Ainsi, peut-on lire dans la circulaire de rentrée : « la Charte de la laïcité à l’École, [qui] sera présentée aux élèves et à leurs parents à la rentrée scolaire et signée par eux pour attester la reconnaissance par chacun de ses principes. » Lors de sa conférence de presse, Mme Vallaud-Belkacem, Ministre de l’Éducation nationale annonce que « chaque parent d’élève sera invité à signer la Charte de la laïcité à l’École » alors que dans son discours lors de la Synthèse des Assises départementales et locales, le 12 mai 2015 elle déclare : « Dans un esprit de dialogue et parce qu’il faut que la laïcité soit comprise, nous mettrons en place, à la rentrée, la signature de la charte de la laïcité par les parents pour manifester leur engagement à la respecter et à la faire vivre à nos côtés. »
Quelle sera donc, auprès des parents, la portée de la démarche : « attester la reconnaissance », « être invité à signer » ou « manifester leur engagement » ? Adhésion aux quinze rubriques contenues dans la charte ou simple paraphe montrant en avoir pris connaissance comme lorsqu’on émarge une note de service ? Il sera bien difficile de le savoir.
C’est l’institution scolaire publique, dans son fonctionnement comme dans sa démarche d’instruction et d’éducation, qui doit se conformer au principe de laïcité. Quant aux familles, la totale liberté leur est laissée dans leurs choix idéologiques dont l’expression publique est seulement limitée par la loi ; ce que dans celle de 1905 on appelle « l’ordre public ». Et en ce qui concerne l’école publique c’est la non immixtion de toute pression religieuse ou politique dans le contenu des apprentissages comme dans la vie quotidienne des établissements.
Indépendamment du fait qu’une telle disposition risque de créer des conflits (que faire lorsqu’une famille refuse de signer ? Ne rien dire et mettre l’institution en position de faiblesse ou insister et susciter une bronca…) elle conduit les enseignants à se transformer en gardiens d’une morale d’État.
Morale d’État avec laquelle pourtant l’État lui-même semble s’accommoder en entretenant institutionnellement des établissements (écoles, collèges, lycées et facultés) confessionnels pour lesquels il serait grotesque de demander aux clients de signer la Charte de la laïcité ! Il est donc entendu que si une partie des parents d’élèves est appelée à se conformer à la laïcité, une autre peut s’en affranchir… Matérialisant ainsi encore un peu plus la fracture sociale.

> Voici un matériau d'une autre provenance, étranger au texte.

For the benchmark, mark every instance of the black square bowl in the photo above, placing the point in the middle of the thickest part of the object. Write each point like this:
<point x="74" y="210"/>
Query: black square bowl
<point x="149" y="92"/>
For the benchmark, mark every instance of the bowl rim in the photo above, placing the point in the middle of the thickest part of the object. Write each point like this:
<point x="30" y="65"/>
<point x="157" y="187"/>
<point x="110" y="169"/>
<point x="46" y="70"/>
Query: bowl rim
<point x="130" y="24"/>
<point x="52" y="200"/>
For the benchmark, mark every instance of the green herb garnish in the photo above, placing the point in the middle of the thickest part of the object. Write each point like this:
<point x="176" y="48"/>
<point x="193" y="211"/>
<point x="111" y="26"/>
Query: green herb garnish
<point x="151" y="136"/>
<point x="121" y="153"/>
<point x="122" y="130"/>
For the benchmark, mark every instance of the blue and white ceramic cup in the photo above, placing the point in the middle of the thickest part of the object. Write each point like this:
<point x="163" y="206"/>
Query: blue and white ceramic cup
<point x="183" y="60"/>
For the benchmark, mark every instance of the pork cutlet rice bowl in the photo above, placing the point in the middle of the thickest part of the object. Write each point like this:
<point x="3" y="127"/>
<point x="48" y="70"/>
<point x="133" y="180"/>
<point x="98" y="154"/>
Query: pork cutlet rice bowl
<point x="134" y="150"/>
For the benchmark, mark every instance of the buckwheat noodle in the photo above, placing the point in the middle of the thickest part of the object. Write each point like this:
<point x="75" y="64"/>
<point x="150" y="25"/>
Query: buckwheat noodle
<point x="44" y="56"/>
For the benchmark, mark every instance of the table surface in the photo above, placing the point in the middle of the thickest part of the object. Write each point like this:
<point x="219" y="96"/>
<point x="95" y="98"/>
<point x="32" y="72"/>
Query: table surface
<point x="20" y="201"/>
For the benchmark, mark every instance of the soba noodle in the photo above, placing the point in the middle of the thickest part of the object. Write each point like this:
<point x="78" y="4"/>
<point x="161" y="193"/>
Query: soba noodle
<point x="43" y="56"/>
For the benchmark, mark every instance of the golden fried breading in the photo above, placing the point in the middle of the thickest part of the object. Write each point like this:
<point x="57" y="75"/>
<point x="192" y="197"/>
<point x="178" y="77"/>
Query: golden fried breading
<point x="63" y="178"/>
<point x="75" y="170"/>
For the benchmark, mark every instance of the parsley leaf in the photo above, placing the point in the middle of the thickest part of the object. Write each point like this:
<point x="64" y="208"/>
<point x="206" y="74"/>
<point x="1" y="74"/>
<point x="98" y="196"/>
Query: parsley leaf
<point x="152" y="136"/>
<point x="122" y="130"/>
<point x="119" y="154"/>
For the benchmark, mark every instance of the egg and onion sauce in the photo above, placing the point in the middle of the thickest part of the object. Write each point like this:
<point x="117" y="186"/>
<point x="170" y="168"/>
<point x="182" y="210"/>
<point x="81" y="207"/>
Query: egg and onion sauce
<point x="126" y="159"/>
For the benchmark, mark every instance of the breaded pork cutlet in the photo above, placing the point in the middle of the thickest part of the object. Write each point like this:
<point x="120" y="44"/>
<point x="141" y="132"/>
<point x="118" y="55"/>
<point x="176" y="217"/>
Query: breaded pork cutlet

Ne devrait-on pas plutôt faire signer une Charte de la laïcité aux élus politiques qui ne manquent pas de se rendre, es qualité, à des cérémonies religieuses aussi diverses que les canonisations, fêtes rituelles de divers cultes, commémorations patriotiques marquées par une messe et autres bénédictions lors de fêtes locales placée immanquablement sous un saint patronage…
Article paru dans le numéro 58 de « Combat laïque », bulletin du CRÉAL-76 dont on peut consulter le site : http://www.creal76.fr
Livret laïcité : la laïcité scolaire poursuit sa mue identitaire
A propos de signature, il faut rajouter qu’en droit, elle ne peut avoir de valeur que si l’on reste libre de la refuser. Ce qui n’est évidemment pas le cas ici. Vous me direz que c’est un peu la même chose lorsque l’on fait signer le règlement scolaire par les élèves…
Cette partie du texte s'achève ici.